TLDR, I want to play the last of us part 1, the last of us part 2, Forza Motorsport and Mortal Kombat 1. They all are accessible to blind players with text to speech/audio cues and I will try to set graphics performance as low as possible. I have 32GB Crucial 5600MHZ ram and a 4TB WD Sn850X..
Under bios, setup utility, advanced and GPU, what should I set memory allocation to? It is set to minimum, 500MB, other choices are Medium 8GB and high 16GB. I assume 8? Or leave as is since windows will take care of it?
If I add more ram later, will these choices change to reflect that?
Thanks!
AMD has made their GPUs in a way where they can access system memory and use it as VRAM whenever VRAM fills up.

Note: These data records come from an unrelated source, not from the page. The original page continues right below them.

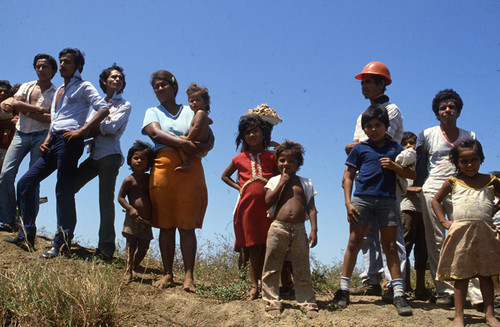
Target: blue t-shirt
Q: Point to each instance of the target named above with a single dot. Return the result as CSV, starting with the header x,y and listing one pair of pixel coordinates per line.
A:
x,y
176,125
372,178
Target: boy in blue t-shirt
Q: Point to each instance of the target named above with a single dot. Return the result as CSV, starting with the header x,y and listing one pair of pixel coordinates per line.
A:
x,y
374,198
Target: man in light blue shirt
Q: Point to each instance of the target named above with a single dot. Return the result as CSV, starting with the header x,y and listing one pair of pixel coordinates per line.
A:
x,y
106,156
61,150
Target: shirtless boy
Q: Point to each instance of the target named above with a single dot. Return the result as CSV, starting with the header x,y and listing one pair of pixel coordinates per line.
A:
x,y
291,199
137,224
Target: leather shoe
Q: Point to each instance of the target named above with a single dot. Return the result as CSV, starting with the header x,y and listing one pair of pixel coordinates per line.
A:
x,y
50,254
21,242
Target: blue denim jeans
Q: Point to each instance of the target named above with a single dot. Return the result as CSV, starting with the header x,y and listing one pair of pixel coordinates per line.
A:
x,y
374,257
107,169
62,156
22,144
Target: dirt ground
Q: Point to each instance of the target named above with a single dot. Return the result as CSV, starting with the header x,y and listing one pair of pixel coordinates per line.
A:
x,y
142,305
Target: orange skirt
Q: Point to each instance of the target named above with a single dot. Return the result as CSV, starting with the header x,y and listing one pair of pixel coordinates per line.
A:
x,y
179,199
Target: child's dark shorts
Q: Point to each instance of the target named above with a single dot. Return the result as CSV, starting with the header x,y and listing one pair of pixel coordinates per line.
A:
x,y
381,209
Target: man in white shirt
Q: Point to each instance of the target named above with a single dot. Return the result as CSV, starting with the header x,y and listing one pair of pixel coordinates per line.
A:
x,y
434,167
32,101
61,150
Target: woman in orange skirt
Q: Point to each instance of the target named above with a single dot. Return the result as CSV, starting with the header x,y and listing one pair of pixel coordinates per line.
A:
x,y
179,198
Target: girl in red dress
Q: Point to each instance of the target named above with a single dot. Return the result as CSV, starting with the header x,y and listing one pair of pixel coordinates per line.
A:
x,y
255,165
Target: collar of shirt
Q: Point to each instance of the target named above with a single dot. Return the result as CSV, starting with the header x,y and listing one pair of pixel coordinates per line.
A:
x,y
381,99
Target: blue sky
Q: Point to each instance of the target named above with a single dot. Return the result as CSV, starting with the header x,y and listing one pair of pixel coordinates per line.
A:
x,y
300,57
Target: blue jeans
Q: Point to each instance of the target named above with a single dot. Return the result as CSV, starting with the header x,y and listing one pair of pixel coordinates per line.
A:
x,y
22,144
374,258
107,169
62,156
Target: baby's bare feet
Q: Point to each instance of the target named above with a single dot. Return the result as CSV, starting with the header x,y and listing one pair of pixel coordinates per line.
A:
x,y
492,322
165,281
129,276
253,294
311,314
189,285
274,312
458,322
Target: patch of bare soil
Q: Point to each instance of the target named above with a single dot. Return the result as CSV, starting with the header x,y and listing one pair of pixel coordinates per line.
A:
x,y
142,305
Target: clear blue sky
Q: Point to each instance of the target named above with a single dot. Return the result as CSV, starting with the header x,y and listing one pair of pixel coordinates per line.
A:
x,y
300,57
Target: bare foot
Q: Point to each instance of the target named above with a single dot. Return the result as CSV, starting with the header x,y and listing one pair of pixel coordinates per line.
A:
x,y
189,285
165,281
274,312
458,322
492,322
311,314
253,294
129,276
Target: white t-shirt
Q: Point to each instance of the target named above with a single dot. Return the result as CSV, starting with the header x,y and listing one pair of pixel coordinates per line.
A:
x,y
437,148
309,192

This means that if you only allocated 512MB of VRAM, the system will set aside 512MB of your 32GB of RAM just for the graphics card. Since this isn’t a lot, your GPU will start using system RAM as VRAM. This technology, which AMD calls Graphics Translation Table (GTT), allows GPUs to do this system of using system memory whenever video memory runs out. However, on Laptop systems, vram and system memory are already unified. This means that, to my understanding, by allocating a larger amount of VRAM for your GPU on a unified system only changes how much is explicitly just for the GPU. If you set the VRAM to 8GB on a 32GB system, that means that your CPU can only use 24GB of memory and your GPU gets 8GB just for itself. If you know that you’re not doing anything memory intensive, you can go ahead and do that. However, if you are both doing memory intesive work and also gaming, I think just setting it on 512MB should fine.
Unless you know you ALWAYS need a certain amount of VRAM, it’s best to set VRAM to the minimum setting in BIOS. The AMD Ryzen AI APU will utilize up to 50% of the system memory dynamically, as needed by the iGPU. See this comment for add’l context and AMD’s documentation to configure shared memory using amd-ttm (this is generally unnecessary except if you want to change the defaults).

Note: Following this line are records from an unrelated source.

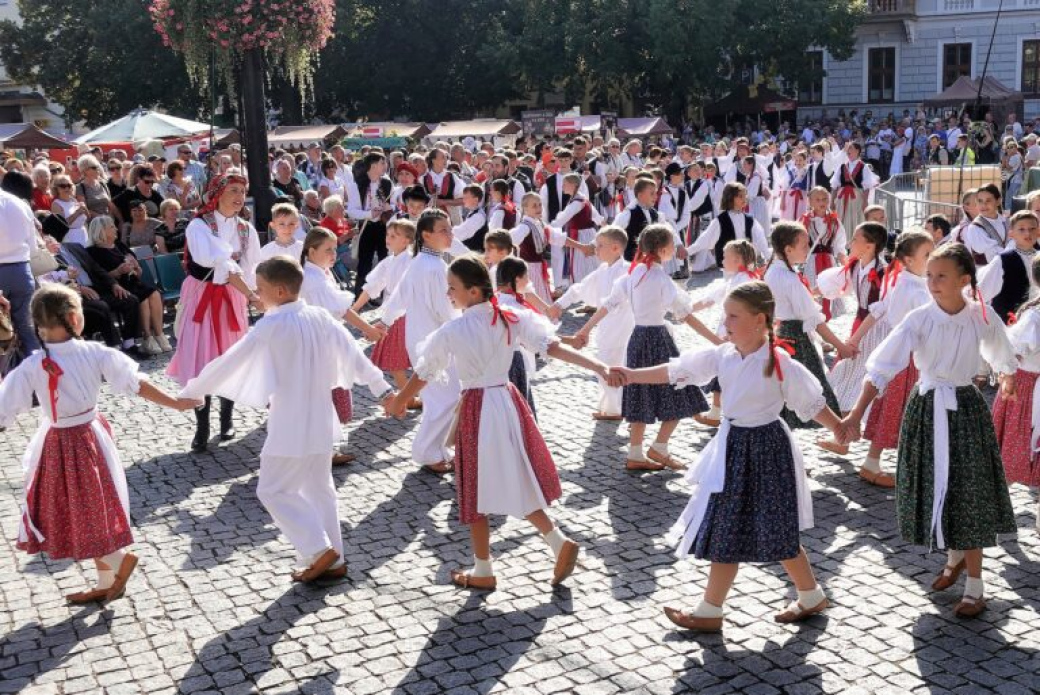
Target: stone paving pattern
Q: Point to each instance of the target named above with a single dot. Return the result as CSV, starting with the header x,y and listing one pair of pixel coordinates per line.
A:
x,y
211,608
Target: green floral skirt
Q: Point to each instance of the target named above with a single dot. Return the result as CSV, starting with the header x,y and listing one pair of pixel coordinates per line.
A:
x,y
978,506
805,353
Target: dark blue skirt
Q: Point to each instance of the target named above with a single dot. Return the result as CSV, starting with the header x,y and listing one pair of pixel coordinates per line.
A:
x,y
755,516
650,346
518,377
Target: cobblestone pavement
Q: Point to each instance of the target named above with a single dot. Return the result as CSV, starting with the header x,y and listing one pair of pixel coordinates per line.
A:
x,y
211,608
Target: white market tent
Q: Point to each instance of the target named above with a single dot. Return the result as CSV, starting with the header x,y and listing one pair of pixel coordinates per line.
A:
x,y
144,125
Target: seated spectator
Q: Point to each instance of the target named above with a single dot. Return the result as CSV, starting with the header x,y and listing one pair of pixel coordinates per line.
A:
x,y
120,262
141,230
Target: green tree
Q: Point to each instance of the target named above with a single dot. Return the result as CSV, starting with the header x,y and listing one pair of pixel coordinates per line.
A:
x,y
98,58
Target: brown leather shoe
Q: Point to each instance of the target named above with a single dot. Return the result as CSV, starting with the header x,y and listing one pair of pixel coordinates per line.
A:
x,y
686,621
122,576
317,568
949,576
566,561
463,580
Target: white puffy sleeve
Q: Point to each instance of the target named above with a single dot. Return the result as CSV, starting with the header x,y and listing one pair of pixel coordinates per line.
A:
x,y
122,372
695,367
211,251
802,391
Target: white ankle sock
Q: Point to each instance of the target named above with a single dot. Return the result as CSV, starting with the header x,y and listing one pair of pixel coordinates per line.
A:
x,y
482,567
872,464
705,610
973,587
555,539
812,597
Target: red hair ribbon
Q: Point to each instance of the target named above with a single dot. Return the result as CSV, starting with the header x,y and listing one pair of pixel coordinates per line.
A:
x,y
508,317
779,346
53,372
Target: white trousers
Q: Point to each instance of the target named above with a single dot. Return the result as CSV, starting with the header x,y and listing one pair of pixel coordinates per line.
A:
x,y
300,494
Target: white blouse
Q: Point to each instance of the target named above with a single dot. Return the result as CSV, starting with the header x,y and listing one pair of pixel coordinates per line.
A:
x,y
320,289
651,294
794,301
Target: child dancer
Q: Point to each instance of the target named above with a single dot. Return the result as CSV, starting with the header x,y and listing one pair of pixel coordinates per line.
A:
x,y
287,363
504,466
594,290
828,240
650,294
390,353
861,276
738,261
75,502
421,294
905,289
1018,442
797,313
751,498
951,489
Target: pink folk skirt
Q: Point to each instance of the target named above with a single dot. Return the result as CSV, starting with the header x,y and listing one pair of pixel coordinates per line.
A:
x,y
223,319
390,354
1013,421
467,452
886,414
72,498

For your gaming scenario, a pre-allocated VRAM might make some difference, but I don’t expect anything major. Nonetheless, it might be worth starting with minimum VRAM allocation and relying on dynamic shared memory. If you notice any issues that bother you, test medium/high pre-allocated VRAM and see if that addresses your issues. However, the amount of RAM pre-allocated to the iGPU will not be usable by the rest of the system.
Hello everyone,
Thanks for the responses. It is set to 8 GB right now and as post 3 said, under system info, it is showing 23 or so GB free. I’ll see how that works and will switch back if anything odd happens.
I unfortunately need sighted assistance to get in to bios since a screen reader or even some kind of specific TTS bios reader needs a sound driver to run and of course those don’t load in bios.
It is the holy grail for blind tech folks to get some kind of talking bios going. I heard years ago that Lenovo/HP or somebody had, or has, an app that ran in windows and allowed bios changes but have never seen it.
It sounds like speed more than capacity matters in this case so adding more ram won’t make much of a difference?
Thanks
I have friends who also need screen readers etc. To use computers.
I am amazed that somehow none of the laptop bios are accessible.
If one could plug a slot card in that then meant the bios output messages on the serial port, that would probably be enough. Text output on a serial port is very easy to turn into speech or braille.